Thank you in advance for reading and inputting, it's greatly appreciated. 

My husband and I have been married for seven years and together for thirteen years.... Recently my husband has been expressing he is unhappy--- and suggested time apart from our marriage may help him appreciate me more--- he's indicated that he is unsure if he wants to have the responsibility of having a family--- I have indicated that I do want a family---- his suggestion is to get me pregnant and I return home to where my parents are and continue to live apart---- I am not a controlling wife and I am very happy to see him go for guys trips and to have guy time--- I'm sadden and I don't understand why my husband want to live apart long term--- I feel lost and ready to give up---- I don't see a point as to why he wants to stay married but live apart


----------



## YinPrincess (Jul 31, 2011)

I'm sorry, but that is one of the most ridiculous plans I have ever heard!

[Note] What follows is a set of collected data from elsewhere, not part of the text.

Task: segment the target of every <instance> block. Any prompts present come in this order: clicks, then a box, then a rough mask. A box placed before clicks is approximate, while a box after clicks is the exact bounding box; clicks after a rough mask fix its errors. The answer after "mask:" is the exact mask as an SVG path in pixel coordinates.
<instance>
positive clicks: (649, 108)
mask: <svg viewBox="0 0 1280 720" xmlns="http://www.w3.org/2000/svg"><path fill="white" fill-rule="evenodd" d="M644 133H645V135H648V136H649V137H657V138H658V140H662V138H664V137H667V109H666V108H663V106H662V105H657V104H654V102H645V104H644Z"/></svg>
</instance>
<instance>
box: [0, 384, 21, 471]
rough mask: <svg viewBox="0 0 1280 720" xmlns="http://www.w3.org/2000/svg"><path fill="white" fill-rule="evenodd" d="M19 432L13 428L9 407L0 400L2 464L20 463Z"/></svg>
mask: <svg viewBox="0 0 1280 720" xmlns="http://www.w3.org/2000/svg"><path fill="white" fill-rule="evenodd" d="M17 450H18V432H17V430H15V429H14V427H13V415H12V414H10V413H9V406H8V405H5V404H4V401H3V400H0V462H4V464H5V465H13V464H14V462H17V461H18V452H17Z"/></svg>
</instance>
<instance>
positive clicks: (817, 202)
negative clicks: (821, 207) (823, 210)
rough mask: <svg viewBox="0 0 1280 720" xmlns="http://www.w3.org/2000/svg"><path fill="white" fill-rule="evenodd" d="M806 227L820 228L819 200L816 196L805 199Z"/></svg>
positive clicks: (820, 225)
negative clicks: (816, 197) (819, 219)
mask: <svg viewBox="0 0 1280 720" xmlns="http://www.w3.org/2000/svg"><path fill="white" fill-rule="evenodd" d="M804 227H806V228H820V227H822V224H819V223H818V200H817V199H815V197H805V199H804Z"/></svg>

Do not get pregnant!!!! :nono:

I am very, very suspicious of his motives... Do you think he might be seeing someone else?? As for the moving out, that's up to you, but I think it's very unfair for him to ask that of you... 
_Posted via Mobile Device_


----------



## Lostlostlost (Mar 15, 2013)

YinPrincess said:


> I'm sorry, but that is one of the most ridiculous plans I have ever heard! Do not get pregnant!!!! :nono:
> 
> I am very, very suspicious of his motives... Do you think he might be seeing someone else?? As for the moving out, that's up to you, but I think it's very unfair for him to ask that of you...
> _Posted via Mobile Device_


_Posted via Mobile Device_


----------



## Lostlostlost (Mar 15, 2013)

I've just told him if he wishes he can move out --- if the root of his unhappiness is with me and our relationship he can have time to think about what he wants--- I'm tired of trying and I'm tired in general
_Posted via Mobile Device_


----------



## caladan (Nov 2, 2012)

If he doesn't want family, find someone else.

Trust me on this one - raising a family is hard work, don't go into it with someone who isn't commited to it.


----------